Eran los días finales de 1988 y la Venezuela que había disfrutado de una abundancia petrolera sin precedentes en los años setenta, comenzaba a resquebrajarse. El llamado “Viernes Negro” de febrero de 1983 había desatado una devaluación del bolívar y una crisis económica que se prolongó durante toda la década.

 

En medio de ese descontento, la campaña electoral enfrentaba a Carlos Andrés Pérez, de Acción Democrática, y a Eduardo Fernández, de Copei, en una contienda que reflejaba la lucha entre el viejo populismo y la exigencia de cambios profundos.

 

Fue en ese clima de desconfianza popular y escepticismo ante la clase política donde resonaron las palabras de Monseñor Domingo Roa Pérez, un Pastor que se negaba a callar ante la corrupción enquistada en el Estado y servía al pueblo aun en sus horas de reposo.

 

En ocasión de su participación en el Seminario en homenaje al empresario “Carlos Cisneros Rendiles” emplazó a los candidatos Carlos Andrés Pérez y Eduardo Fernández, presentes en dicho evento.  A medida que iba desarrollando su discurso, los asistentes pudieron observar cómo este prelado no tenía pepitas en la lengua al decir sus verdades:

 

“Vengo hablarles sobre el que vive en esta tierra con multitud de dificultades, porque todos sufren de alguna manera. En esta Venezuela democrática se han hecho cosas admirables, pero también, mucha gente subió de la noche a la mañana a la categoría de los nuevos ricos”.

 

Y por ese sendero llenos de espina como la frente del Nazareno en su día de crucifixión siguió nuestro Monseñor:

                                                    

“El problema más grave del país es la corrupción.
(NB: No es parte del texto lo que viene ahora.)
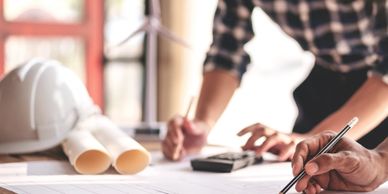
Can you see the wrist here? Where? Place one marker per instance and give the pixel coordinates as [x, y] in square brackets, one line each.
[204, 123]
[382, 157]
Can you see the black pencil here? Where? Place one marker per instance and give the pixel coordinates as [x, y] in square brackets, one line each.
[325, 149]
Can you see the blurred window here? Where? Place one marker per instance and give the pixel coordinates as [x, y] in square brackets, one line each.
[124, 71]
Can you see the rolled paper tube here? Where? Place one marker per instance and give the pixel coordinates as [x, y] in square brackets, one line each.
[85, 153]
[129, 157]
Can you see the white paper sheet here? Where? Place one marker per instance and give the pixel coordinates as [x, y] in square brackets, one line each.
[162, 177]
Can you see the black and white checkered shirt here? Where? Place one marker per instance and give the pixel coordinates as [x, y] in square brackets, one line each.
[342, 34]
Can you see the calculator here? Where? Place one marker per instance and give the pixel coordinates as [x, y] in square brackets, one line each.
[225, 162]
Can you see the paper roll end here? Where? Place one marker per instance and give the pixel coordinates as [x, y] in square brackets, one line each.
[132, 161]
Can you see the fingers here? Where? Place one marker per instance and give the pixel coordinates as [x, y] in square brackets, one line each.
[343, 162]
[308, 185]
[172, 145]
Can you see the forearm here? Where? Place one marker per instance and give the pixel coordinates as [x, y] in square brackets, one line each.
[217, 89]
[369, 104]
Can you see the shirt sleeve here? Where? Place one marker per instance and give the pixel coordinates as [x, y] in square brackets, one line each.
[232, 28]
[381, 26]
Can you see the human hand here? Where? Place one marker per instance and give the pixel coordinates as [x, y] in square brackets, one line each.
[350, 166]
[276, 142]
[184, 137]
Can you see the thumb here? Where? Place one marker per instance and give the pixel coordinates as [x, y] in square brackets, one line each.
[343, 162]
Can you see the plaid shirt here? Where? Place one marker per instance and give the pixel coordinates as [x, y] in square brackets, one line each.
[342, 34]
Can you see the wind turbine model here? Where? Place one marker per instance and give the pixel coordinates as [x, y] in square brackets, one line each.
[152, 26]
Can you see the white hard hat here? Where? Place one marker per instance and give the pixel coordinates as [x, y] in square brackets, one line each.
[40, 102]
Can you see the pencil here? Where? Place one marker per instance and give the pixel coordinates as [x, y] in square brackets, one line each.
[325, 149]
[189, 108]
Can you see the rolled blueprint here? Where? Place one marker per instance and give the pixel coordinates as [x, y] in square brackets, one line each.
[128, 156]
[85, 153]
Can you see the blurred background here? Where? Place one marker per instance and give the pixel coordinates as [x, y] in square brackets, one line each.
[83, 35]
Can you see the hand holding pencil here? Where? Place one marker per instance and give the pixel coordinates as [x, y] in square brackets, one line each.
[348, 167]
[184, 136]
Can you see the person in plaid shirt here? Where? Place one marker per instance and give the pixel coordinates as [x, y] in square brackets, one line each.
[349, 39]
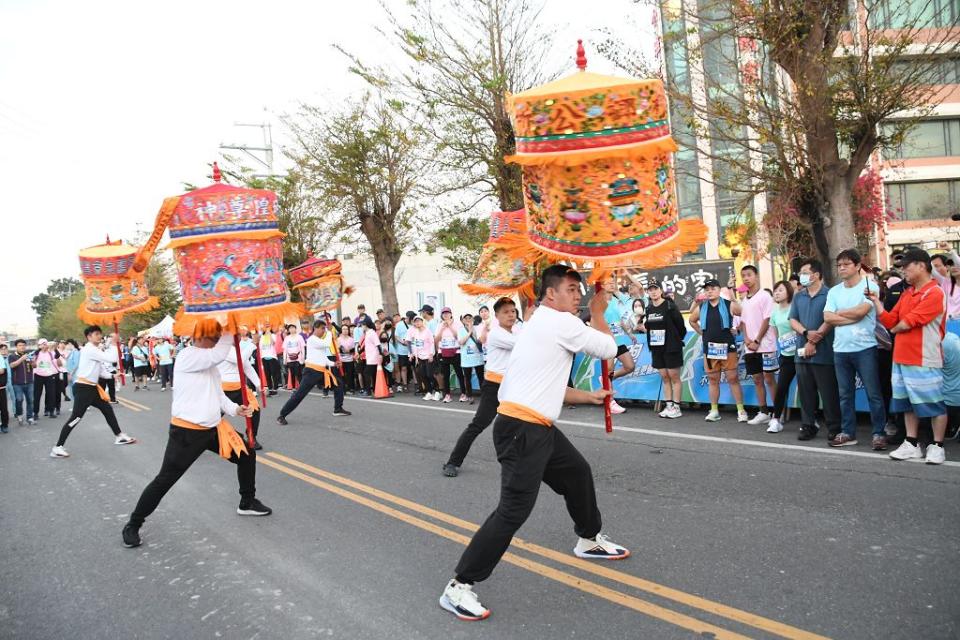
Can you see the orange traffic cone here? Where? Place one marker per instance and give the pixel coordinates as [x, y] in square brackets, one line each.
[381, 390]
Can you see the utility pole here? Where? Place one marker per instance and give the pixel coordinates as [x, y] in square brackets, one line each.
[262, 155]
En el engranaje administrativo se ha incrustado lo que en otra parte llaman “la mordida” y aquí toma el elegante nombre de comisión”. Cuentan que los candidatos no paraban de anotar las palabras de aquel monseñor alzao.

 

Hoy debemos recordar aquellas lecciones de Domingo Roa Pérez: Sólo mediante el respeto a la Constitución, el voto ciudadano y la reconciliación nacional podremos retomar la senda del desarrollo económico y la paz duradera en nuestra maltrecha República Bolivariana de Venezuela.